School and work had taken Steve and me to Salt Lake City. My job at KSL-TV News as the religion reporter has allowed me to travel the world, seeing firsthand the growth of the church. I have followed the prophet, President Gordon B. Hinckley, from the palace of the king and queen of Spain to temples that dot the land. My experiences are nothing short of life changing. Each one, to me, is a miracle.
I am often asked to speak to church and community groups about my experiences. Last year when I addressed the students at LDS Business College in Salt Lake City, I told them there are no coincidences in life, that the Lord knows the desires of their hearts, that he can and does open doors. Not long after that I received a letter from someone I had longed to find after 43 years—Clarence Johnson. Now a stake president in Maryland, he is the other missionary who taught my mother the gospel. He wrote that he had read on the church Web site the talk I had given to the students, and was I that little girl from Steubenville, Ohio? Enclosed with the letter was a photograph of him with my mother on the day of her baptism, a photo I did not know existed!
He wrote: “Although I never told her so, your mother was a powerful example to me and I have thought about her on many occasions. I find it impossible to put into mere words what an inspiration she was to me as a young missionary. She was so determined to do what she believed to be right despite the opposition and difficulty she experienced. I knew that being a member of the Church was going to be difficult for her, but she appeared to be willing to pay the price no matter how great the cost.

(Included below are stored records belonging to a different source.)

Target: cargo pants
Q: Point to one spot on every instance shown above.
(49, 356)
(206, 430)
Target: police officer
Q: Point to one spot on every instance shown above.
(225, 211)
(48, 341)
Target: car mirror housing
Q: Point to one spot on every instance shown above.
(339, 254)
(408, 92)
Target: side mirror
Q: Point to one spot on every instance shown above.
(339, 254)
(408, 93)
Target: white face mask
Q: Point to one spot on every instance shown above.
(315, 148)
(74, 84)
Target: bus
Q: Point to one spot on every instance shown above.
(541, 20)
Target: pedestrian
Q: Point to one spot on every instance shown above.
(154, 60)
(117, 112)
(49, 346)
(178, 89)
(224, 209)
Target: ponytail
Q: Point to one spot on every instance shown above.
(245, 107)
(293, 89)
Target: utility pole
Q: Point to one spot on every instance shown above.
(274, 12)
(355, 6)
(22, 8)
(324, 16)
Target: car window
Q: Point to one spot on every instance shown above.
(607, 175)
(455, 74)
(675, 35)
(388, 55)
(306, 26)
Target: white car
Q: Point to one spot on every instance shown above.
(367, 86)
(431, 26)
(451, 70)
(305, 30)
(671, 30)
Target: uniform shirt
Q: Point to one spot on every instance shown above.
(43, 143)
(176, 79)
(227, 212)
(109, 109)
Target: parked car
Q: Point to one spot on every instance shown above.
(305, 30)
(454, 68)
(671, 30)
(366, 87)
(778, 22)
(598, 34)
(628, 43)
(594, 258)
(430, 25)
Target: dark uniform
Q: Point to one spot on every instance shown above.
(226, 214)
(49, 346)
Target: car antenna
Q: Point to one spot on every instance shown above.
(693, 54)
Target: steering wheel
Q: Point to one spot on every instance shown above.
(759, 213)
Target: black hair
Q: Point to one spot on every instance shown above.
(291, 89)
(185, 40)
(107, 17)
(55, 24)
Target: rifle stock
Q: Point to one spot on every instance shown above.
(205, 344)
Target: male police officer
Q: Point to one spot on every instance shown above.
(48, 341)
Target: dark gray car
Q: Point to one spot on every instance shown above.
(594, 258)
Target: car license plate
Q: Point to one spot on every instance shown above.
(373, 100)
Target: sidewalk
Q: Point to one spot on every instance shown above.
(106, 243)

In my mind she is one of the great pioneer women of the Church who demonstrated enormous faith in the restored gospel.”
April 2003 and the story continues. At my home one evening, my family, Steve, and I hosted our two missionaries and their spouses. They had not seen each other in more than 40 years. What a reunion we had! I finally had the opportunity to thank them for planting the seeds I needed to help me through life. Those seeds, nourished powerfully yet graciously by an answer to my prayer about the Book of Mormon when I was nine, have grown as I have grown.
I remember President Hinckley advising church members about being missionaries. He said to tell friends and neighbors to bring what faith they have and “we’ll add to it.” That’s what happened to our family. I shall be eternally grateful to each missionary who heeded the call, who had the courage to knock on our doors, and who brought the priesthood, a heartfelt testimony and, most important, the Spirit. Where would we be without them?